Figure 4:. General workflow for analysis of single-cell epigenomics datasets

a After preprocessing and mapping, high quality nuclei or cells are detected using quality control criteria such as transcriptional start site enrichment (TSSe) for scATAC-seq, fraction of reads in peaks (FRiP) or the number of fragments/reads per nucleus. Next, a normalized cell-feature matrix is generated followed by dimension reduction and visualization in 2D space. Datasets from different modalities can be integrated to increase cell-type resolution and, if processing datasets from multiple experimental batches, batch correction might be necessary. b The nuclei are first grouped into clusters, then cell clusters with low quality or representing likely doublets are removed from downstream analysis. High quality clusters are annotated using, for example, high chromatin accessibility or low DNA methylation levels at marker gene loci. c Downstream analysis is exemplified for chromatin accessibility datasets.
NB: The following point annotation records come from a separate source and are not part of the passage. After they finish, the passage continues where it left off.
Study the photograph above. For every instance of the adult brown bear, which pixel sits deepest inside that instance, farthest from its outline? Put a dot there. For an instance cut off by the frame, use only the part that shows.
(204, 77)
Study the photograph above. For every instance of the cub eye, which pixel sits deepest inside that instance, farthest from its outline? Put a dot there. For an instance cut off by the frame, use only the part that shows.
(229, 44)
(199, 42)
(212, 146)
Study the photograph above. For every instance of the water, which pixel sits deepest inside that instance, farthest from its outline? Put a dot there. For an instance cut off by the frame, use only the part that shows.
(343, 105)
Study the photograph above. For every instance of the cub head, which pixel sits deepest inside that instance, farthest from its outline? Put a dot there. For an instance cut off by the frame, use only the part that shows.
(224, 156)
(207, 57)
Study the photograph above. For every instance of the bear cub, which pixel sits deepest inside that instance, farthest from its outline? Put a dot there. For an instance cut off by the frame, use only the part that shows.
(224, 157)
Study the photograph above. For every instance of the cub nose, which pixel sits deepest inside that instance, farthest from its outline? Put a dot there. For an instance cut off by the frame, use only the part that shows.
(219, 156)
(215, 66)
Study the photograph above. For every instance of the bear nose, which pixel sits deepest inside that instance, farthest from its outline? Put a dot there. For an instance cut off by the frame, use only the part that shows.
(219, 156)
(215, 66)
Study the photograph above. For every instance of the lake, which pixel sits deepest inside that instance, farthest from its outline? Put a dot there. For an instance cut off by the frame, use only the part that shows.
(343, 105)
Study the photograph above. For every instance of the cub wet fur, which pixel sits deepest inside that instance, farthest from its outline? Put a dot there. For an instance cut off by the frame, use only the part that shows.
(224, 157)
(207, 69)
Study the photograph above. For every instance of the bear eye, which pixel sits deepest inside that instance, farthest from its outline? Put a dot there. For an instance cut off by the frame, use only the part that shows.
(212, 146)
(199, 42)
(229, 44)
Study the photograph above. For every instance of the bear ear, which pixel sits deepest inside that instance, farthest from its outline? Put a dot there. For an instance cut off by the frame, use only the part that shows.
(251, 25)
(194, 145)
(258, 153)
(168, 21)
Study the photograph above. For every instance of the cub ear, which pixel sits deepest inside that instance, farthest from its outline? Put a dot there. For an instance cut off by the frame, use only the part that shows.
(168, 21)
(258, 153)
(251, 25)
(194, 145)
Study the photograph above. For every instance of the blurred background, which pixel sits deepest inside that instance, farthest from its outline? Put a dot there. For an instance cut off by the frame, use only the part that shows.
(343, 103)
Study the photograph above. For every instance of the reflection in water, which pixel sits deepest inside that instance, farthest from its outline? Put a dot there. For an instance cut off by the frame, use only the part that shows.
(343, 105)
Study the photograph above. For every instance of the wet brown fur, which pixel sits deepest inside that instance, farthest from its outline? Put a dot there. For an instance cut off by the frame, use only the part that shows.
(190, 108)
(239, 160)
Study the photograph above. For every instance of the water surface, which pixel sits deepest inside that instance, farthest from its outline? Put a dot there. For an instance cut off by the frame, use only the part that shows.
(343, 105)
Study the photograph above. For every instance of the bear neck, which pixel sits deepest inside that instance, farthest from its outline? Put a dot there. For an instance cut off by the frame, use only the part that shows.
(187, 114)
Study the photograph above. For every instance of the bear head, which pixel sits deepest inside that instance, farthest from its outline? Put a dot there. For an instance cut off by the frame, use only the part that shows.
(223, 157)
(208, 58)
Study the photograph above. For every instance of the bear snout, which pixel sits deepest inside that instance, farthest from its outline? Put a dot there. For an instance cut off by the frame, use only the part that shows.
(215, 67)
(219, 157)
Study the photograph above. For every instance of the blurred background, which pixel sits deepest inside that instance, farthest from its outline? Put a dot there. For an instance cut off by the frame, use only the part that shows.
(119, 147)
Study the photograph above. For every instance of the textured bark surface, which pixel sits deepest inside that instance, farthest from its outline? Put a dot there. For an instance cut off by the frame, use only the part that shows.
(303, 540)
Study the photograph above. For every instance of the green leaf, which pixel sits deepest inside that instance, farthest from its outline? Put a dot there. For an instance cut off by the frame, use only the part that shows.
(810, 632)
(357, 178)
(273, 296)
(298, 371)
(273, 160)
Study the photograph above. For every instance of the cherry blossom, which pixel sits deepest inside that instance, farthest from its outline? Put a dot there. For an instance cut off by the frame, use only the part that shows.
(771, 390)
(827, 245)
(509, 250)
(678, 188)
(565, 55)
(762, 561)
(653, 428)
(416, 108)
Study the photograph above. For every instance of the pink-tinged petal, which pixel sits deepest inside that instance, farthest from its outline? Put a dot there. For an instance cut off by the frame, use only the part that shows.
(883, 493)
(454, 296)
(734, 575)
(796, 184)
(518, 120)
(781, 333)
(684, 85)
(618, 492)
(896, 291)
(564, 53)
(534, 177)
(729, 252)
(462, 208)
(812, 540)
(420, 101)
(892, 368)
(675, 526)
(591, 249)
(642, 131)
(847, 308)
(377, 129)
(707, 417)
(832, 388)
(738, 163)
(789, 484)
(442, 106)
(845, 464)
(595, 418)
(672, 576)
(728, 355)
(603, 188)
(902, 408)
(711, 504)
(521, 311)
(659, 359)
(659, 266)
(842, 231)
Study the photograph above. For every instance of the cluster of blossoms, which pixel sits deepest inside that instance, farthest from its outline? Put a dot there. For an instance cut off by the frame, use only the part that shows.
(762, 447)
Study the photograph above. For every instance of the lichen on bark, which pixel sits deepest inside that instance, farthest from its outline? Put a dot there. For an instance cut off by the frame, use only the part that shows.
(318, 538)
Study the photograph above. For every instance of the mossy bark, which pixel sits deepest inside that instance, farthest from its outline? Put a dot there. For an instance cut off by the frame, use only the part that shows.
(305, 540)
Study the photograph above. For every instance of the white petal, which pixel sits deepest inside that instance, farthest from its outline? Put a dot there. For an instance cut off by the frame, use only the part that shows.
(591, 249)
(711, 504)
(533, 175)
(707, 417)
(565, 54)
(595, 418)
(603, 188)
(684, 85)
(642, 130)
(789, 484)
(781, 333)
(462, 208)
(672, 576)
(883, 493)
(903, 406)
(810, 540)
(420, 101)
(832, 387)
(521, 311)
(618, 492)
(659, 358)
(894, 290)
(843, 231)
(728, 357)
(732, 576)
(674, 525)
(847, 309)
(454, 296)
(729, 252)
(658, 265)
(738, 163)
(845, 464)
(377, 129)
Reads from all nuclei from a cluster are combined to a cell-type-specific pseudobulk dataset to call peaks (triangles indicate signal pile-up and bold lines underneath tracks indicate peak regions) from scATAC-seq. Distal elements can be linked to target genes by assessing if two sites are accessible in the same cell (co-accessible sites are indicated by black arcs). If datasets were integrated with scRNA-seq data or data were generated using joint profiling of RNA and chromatin accessibility, accessibility of distal elements can be associated to putative target gene expression levels. To further characterize gene regulatory networks, cCREs are identified as peaks in each cell cluster followed by analysis of transcription factor motifs or footprints within the cCREs. Single-cell epigenomics data can also be used to generate pseudotime trajectories for analysis of developmental or cell state transitions. Here, computational integration or joint profiling of RNA and chromatin from the same cell can provide insight into the crosstalk and differences in timing between chromatin dynamics and gene expression changes.